La chaleur a comme on pouvait s'en douter, des effets négatifs sur la productivité des travailleurs. Plusieurs enquêtes très sérieuses viennent corroborer cette intuition. Dans le bâtiment, quand la température monte au-delà des 30 degrés, les entrepreneurs font souvent le choix de décaler les heures de travail. Sur un toit par exemple, un couvreur, au lieu de travailler de 8 heures à 16 heures, fera 6h-midi. La journée est raccourcie, on produit moins, on produit moins vite également. Patrick Liebus est couvreur, président aussi de la CAPEB , l'organisation professionnelle des artisans du bâtiment. Il l'a confirmé à Véronique Julia .

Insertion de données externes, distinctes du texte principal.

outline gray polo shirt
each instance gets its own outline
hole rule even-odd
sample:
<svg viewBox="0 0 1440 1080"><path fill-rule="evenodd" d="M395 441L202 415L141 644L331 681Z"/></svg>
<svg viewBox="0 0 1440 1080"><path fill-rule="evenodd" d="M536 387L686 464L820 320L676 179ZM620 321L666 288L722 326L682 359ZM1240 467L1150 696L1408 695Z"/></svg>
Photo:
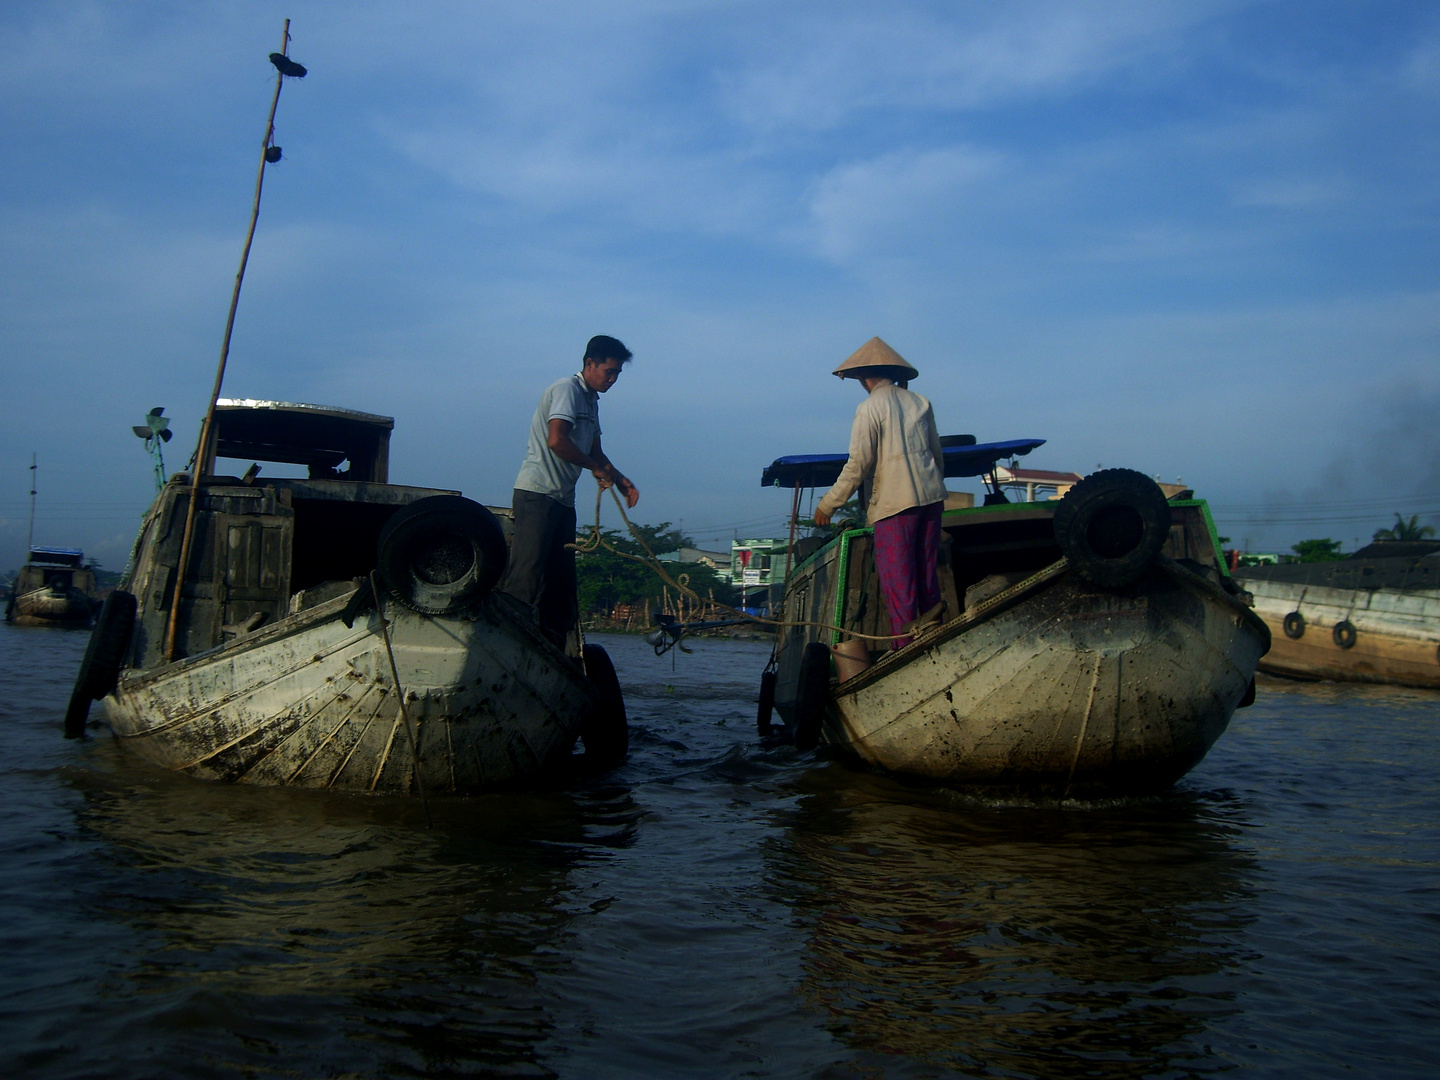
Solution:
<svg viewBox="0 0 1440 1080"><path fill-rule="evenodd" d="M525 448L525 461L515 486L521 491L575 505L575 481L583 472L550 449L550 421L569 420L570 441L589 454L595 449L600 434L600 395L585 385L579 375L561 379L540 395L540 407L530 421L530 442Z"/></svg>

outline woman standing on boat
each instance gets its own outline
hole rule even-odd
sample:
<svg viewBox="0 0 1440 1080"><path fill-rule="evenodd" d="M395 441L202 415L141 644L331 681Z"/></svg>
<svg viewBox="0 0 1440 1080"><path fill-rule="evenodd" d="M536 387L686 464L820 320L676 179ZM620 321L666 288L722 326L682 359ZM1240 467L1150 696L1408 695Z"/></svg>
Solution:
<svg viewBox="0 0 1440 1080"><path fill-rule="evenodd" d="M875 572L890 612L891 648L940 618L940 513L945 507L945 452L930 402L909 389L920 373L878 337L835 369L857 379L866 398L850 429L850 459L815 508L831 516L855 489L875 529Z"/></svg>

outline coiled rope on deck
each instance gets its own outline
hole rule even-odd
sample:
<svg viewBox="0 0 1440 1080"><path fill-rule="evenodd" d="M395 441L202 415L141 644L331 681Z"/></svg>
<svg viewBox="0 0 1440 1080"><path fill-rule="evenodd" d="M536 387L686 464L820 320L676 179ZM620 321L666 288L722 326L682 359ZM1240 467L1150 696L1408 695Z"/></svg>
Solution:
<svg viewBox="0 0 1440 1080"><path fill-rule="evenodd" d="M656 556L654 550L650 547L648 543L646 543L645 537L641 534L640 530L635 527L635 524L630 520L630 516L625 513L625 504L620 501L620 496L616 492L615 488L612 486L608 490L610 492L610 497L615 500L615 508L620 511L620 519L625 522L625 527L630 530L630 535L634 538L635 542L639 544L640 547L644 550L645 554L633 555L628 551L621 551L614 544L606 540L604 533L600 531L600 507L601 500L605 497L605 489L595 492L595 524L590 526L590 539L584 541L583 543L566 544L566 547L573 548L577 553L582 555L586 554L587 552L598 551L600 548L603 547L606 551L609 551L611 554L614 555L619 555L622 559L629 559L632 562L638 562L643 566L649 567L649 569L655 574L656 577L660 578L661 581L665 582L677 592L683 593L684 595L690 597L697 604L713 604L715 607L722 608L723 610L731 612L732 614L749 622L762 623L766 626L774 626L777 629L782 630L787 626L815 626L819 627L821 630L834 630L841 634L848 634L852 638L861 638L865 641L897 641L902 638L911 638L915 636L915 631L913 630L909 633L904 634L862 634L858 630L851 630L848 627L844 626L836 626L834 623L815 622L809 619L767 619L761 615L751 615L748 612L741 611L739 608L733 608L729 604L721 603L719 600L707 600L705 597L697 593L694 589L690 588L689 574L679 575L679 580L676 580L675 578L670 576L670 574L666 571L664 564L662 564L659 557Z"/></svg>

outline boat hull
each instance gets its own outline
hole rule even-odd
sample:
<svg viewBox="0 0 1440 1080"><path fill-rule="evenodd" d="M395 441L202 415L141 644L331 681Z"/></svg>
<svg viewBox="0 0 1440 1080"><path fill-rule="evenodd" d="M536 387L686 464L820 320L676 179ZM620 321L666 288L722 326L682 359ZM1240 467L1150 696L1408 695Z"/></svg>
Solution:
<svg viewBox="0 0 1440 1080"><path fill-rule="evenodd" d="M1268 645L1241 603L1173 564L1121 591L1066 573L966 623L840 684L826 738L946 783L1159 790L1224 732Z"/></svg>
<svg viewBox="0 0 1440 1080"><path fill-rule="evenodd" d="M1440 689L1440 590L1336 589L1259 578L1244 585L1275 639L1262 671ZM1292 638L1285 617L1296 611L1304 621ZM1341 622L1354 628L1349 648L1335 639Z"/></svg>
<svg viewBox="0 0 1440 1080"><path fill-rule="evenodd" d="M89 626L95 613L80 589L32 589L15 597L10 619L17 626Z"/></svg>
<svg viewBox="0 0 1440 1080"><path fill-rule="evenodd" d="M519 605L492 594L467 617L387 610L402 713L379 616L347 627L347 599L126 672L105 699L110 727L195 777L369 794L495 790L565 764L596 691Z"/></svg>

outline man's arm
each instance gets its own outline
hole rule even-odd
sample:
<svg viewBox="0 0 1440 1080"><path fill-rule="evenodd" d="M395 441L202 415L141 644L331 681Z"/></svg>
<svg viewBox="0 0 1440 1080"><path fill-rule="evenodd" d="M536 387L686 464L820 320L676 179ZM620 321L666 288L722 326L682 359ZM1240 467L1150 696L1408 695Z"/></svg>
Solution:
<svg viewBox="0 0 1440 1080"><path fill-rule="evenodd" d="M588 454L576 446L575 440L570 438L570 432L574 426L569 420L560 417L551 420L546 431L546 445L562 461L568 461L571 465L579 465L582 469L589 469L595 477L595 482L600 485L601 491L614 484L624 494L626 505L633 507L640 501L640 489L632 484L619 469L615 468L610 459L605 456L605 450L600 445L599 435L595 436L595 447Z"/></svg>

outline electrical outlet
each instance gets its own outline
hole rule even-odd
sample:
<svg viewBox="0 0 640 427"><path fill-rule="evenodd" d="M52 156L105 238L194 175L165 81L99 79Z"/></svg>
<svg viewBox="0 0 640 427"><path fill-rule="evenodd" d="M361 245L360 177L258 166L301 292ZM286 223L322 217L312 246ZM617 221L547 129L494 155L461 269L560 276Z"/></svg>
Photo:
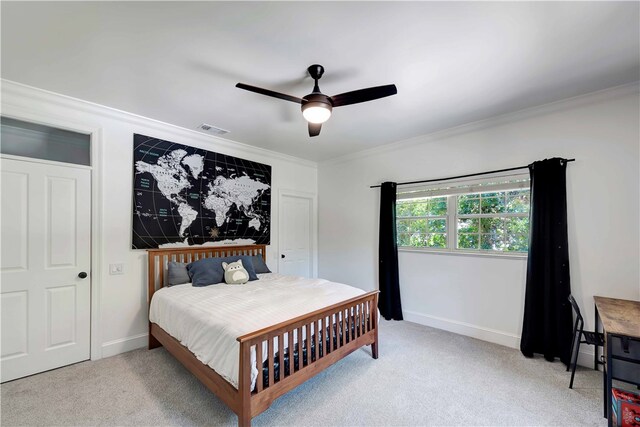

Ils font des pauses de 10-15 minutes, pas pour fumer une cigarette, mais pour s'humidifier un peu, boire... La vitesse d'exécution des tâches qu'ils font habituellement s'en trouve réduite.

Plus globalement, quand il fait chaud, on fatigue vite, on est moins concentré, on fait plus d'erreurs, on met plus de temps à réagir, bref nous sommes moins alertes au travail. Une étude datant de 2013 chiffre à 10% la perte de productivité des travailleurs exposés durant les pics de chaleur. Une autre enquête donne une conclusion à peu près équivalente : la productivité d'un jour donné déclinerait en gros de 2 % pour chaque degré supplémentaire au-delà de 25 degrés. De quoi se poser des questions face au réchauffement climatique, car cette baisse de productivité a un coût : en 2013 et 2014, la chaleur excessive et la baisse de productivité associées à l'absentéisme auraient couté à l'Australie près de six milliards d'euros . De quoi trembler, si les épisodes de canicule sont appelés à se multiplier.